Article 3 of NATO’S founding treaty says that members must “maintain and develop their individual and collective capacity to resist armed attack” through “continuous and effective selfhelp and mutual aid.” In the case of Sweden and Finland, these capacities have already been extensively developed through close cooperation with NATO.
Carl Bildt, a former Swedish prime minister and foreign minister, said: “We were on a glide path to a closer relationship with NATO. But rocket fuel was given to that particular path on Feb. 24” — the date the Russian invasion of Ukraine began.
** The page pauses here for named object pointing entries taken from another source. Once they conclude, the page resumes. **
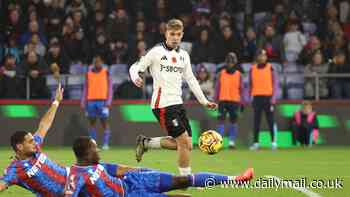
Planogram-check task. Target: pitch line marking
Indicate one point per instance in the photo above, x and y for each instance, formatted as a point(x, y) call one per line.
point(307, 192)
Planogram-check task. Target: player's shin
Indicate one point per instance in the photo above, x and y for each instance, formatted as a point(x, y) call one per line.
point(184, 159)
point(93, 133)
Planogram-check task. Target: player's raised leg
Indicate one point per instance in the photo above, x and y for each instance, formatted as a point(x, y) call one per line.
point(106, 134)
point(92, 127)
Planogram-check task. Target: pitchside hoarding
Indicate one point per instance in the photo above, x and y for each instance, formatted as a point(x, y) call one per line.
point(128, 119)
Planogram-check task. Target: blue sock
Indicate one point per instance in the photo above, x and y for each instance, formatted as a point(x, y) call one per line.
point(221, 129)
point(106, 136)
point(166, 181)
point(203, 179)
point(232, 129)
point(92, 133)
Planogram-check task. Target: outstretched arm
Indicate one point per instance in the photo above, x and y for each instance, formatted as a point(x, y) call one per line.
point(140, 66)
point(3, 186)
point(118, 170)
point(47, 119)
point(194, 85)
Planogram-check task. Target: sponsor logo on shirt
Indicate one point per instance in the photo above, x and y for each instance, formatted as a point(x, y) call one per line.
point(37, 166)
point(171, 68)
point(96, 175)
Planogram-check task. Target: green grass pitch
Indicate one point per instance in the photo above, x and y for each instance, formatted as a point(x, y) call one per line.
point(323, 163)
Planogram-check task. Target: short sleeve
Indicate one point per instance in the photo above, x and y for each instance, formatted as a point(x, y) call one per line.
point(10, 176)
point(110, 168)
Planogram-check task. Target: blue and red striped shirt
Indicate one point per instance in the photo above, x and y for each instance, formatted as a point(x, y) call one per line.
point(38, 174)
point(93, 181)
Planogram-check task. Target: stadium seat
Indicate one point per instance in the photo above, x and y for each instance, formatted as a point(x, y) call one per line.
point(294, 86)
point(75, 86)
point(77, 69)
point(52, 83)
point(187, 46)
point(211, 67)
point(119, 73)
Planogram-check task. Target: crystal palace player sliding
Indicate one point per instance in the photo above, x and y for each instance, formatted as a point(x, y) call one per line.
point(89, 178)
point(32, 169)
point(169, 65)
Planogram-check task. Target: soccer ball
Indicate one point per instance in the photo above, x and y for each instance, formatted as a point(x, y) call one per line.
point(210, 142)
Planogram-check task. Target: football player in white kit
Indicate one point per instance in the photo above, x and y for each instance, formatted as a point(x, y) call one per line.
point(169, 66)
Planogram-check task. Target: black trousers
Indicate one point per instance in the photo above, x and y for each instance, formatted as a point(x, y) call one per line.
point(301, 133)
point(263, 104)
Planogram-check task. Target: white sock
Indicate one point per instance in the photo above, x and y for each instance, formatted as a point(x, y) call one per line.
point(153, 143)
point(185, 171)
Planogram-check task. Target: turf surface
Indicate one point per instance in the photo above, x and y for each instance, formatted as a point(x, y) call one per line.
point(321, 163)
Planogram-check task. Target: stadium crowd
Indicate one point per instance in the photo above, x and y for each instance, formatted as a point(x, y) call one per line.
point(51, 37)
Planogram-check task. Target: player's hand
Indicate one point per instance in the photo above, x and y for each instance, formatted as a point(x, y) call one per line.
point(212, 105)
point(108, 105)
point(59, 93)
point(139, 82)
point(82, 107)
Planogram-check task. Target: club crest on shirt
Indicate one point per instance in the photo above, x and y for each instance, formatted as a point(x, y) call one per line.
point(37, 166)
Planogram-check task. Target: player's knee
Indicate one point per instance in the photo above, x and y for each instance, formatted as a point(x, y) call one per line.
point(190, 146)
point(233, 120)
point(184, 144)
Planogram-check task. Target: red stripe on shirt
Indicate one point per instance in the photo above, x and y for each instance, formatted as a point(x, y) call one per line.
point(53, 174)
point(90, 187)
point(158, 98)
point(162, 118)
point(115, 186)
point(36, 186)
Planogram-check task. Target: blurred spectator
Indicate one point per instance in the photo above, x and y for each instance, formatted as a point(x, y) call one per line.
point(8, 78)
point(187, 20)
point(57, 56)
point(206, 82)
point(35, 45)
point(35, 68)
point(33, 16)
point(293, 42)
point(14, 26)
point(78, 20)
point(317, 66)
point(97, 99)
point(337, 44)
point(55, 19)
point(279, 17)
point(201, 22)
point(80, 47)
point(12, 48)
point(340, 87)
point(249, 45)
point(99, 24)
point(118, 25)
point(263, 91)
point(227, 43)
point(101, 47)
point(203, 6)
point(305, 125)
point(159, 36)
point(314, 45)
point(119, 52)
point(160, 11)
point(33, 28)
point(203, 50)
point(272, 44)
point(140, 51)
point(141, 29)
point(76, 5)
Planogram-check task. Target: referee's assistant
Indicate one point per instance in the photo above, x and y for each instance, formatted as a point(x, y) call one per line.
point(263, 86)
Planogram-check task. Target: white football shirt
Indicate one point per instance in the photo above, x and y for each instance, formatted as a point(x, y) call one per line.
point(168, 67)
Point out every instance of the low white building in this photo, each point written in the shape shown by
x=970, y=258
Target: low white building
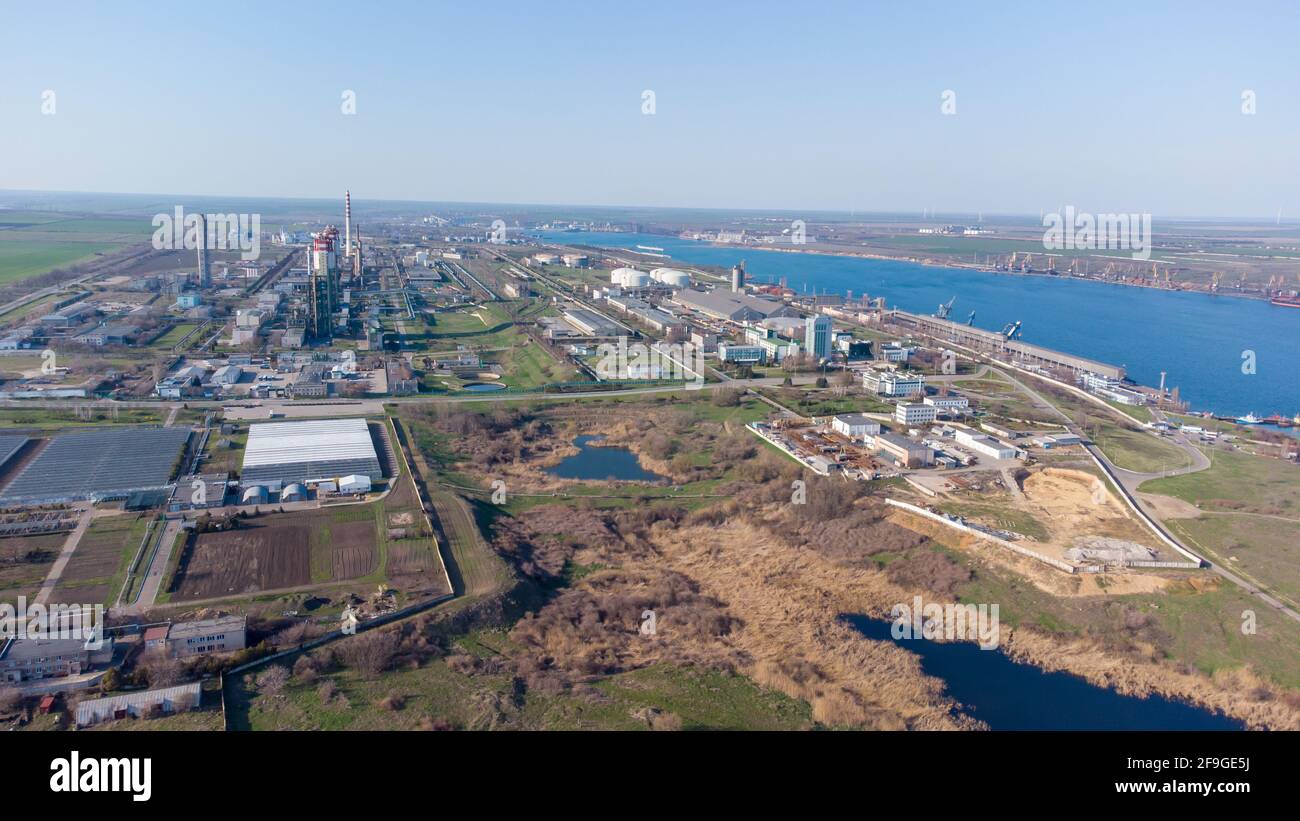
x=914, y=413
x=891, y=352
x=986, y=444
x=948, y=404
x=226, y=374
x=854, y=425
x=355, y=483
x=891, y=383
x=139, y=703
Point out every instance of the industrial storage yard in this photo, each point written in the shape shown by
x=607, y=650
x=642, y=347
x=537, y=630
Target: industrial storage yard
x=286, y=452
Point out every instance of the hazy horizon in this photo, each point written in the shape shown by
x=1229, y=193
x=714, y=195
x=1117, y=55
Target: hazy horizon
x=755, y=107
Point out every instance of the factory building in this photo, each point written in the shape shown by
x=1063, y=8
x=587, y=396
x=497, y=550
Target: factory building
x=891, y=383
x=914, y=413
x=854, y=425
x=732, y=307
x=281, y=454
x=904, y=452
x=986, y=444
x=731, y=352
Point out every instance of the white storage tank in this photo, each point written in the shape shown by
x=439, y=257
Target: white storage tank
x=671, y=277
x=294, y=492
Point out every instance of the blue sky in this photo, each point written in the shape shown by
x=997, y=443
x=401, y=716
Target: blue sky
x=1106, y=107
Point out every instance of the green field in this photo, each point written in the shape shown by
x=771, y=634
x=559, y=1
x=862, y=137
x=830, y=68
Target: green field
x=701, y=699
x=1139, y=451
x=1236, y=481
x=1264, y=550
x=22, y=257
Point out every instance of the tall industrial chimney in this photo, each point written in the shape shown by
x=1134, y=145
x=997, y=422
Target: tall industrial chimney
x=347, y=224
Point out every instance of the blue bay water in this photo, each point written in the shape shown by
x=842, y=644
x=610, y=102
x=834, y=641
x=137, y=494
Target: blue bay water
x=1197, y=338
x=1010, y=695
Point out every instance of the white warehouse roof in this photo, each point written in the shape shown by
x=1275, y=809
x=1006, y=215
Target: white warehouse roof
x=308, y=451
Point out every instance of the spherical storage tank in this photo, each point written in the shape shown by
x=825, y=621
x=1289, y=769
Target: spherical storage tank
x=671, y=277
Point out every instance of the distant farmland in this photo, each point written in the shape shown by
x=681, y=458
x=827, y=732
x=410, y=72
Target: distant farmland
x=33, y=243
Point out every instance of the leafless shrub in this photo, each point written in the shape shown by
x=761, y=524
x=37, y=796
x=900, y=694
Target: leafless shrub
x=391, y=703
x=304, y=669
x=927, y=570
x=272, y=680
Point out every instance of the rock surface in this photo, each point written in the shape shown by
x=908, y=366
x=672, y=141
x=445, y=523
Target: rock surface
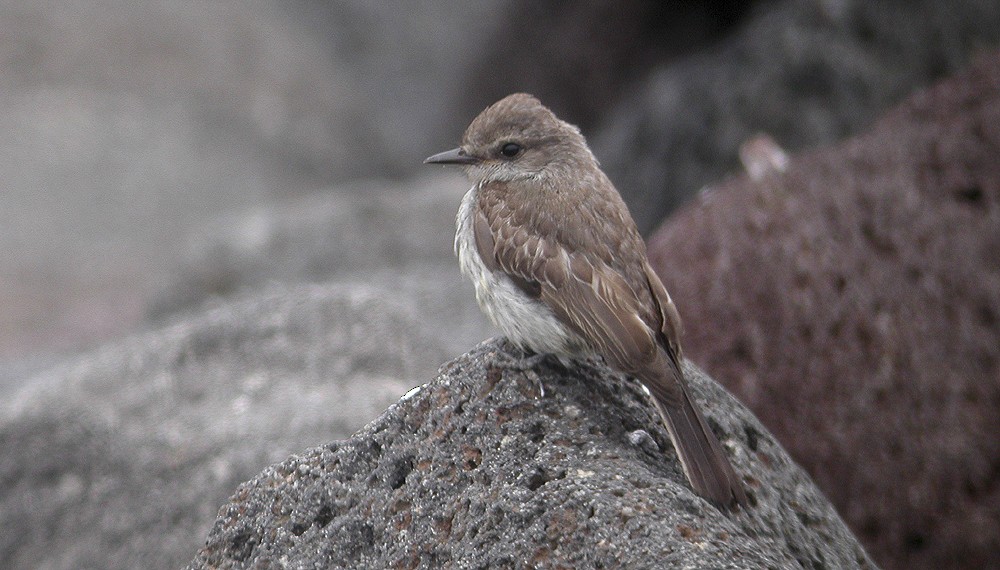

He added: “Our decision reflects the view that Russia will remain a complicated place for a long time, and the war in Ukraine will be fairly long, with an erratic and highly revisionist leadership in the Kremlin for the foreseeable future.”
Asked if Sweden feared retaliation from Russia, Bildt said, “you never know with Russia, but the mood is fairly confident.”
In practice, both Finland and Sweden have lived for a long time with Russian nuclear weapons in nearby Kaliningrad, the Russian enclave sandwiched between Poland and Lithuania on the Baltic coast.
“These countries are used to Russian violations of their airspace, they know the risks are there,” Tucci said. “But the security gains with NATO are incomparably higher than any added risk.”
Still, Putin has alluded more than once to Russia’s sophisticated range of nuclear weapons, and suggested he would not hesitate to use them if provoked. That threat is there not only for Finland and Sweden as they abandon military nonalignment, but for all of Europe and beyond.
Tucci spoke during a visit to Estonia, one of the three Baltic states formerly part of the Soviet Union that joined NATO in 2004. “There is general delight here that the Baltic Sea will now be a NATO sea, and to Estonians, the Finnish and Swedish decisions feel like a vindication,” she said.
Europe is now largely united in its determination to resist Putin and ensure he does not win the war in Ukraine. The U.S., which had its own Russian illusions, has refocused on Europe and is determined not only to save Ukraine but to weaken Russia. These are not short-term ambitions.
“We do have a changed Europe,” Bildt said. “We will have a stronger NATO, with defense spending up, politically more cohesive, with a sense of purpose. We will also get a stronger European Union, with more complementarity between it and NATO.”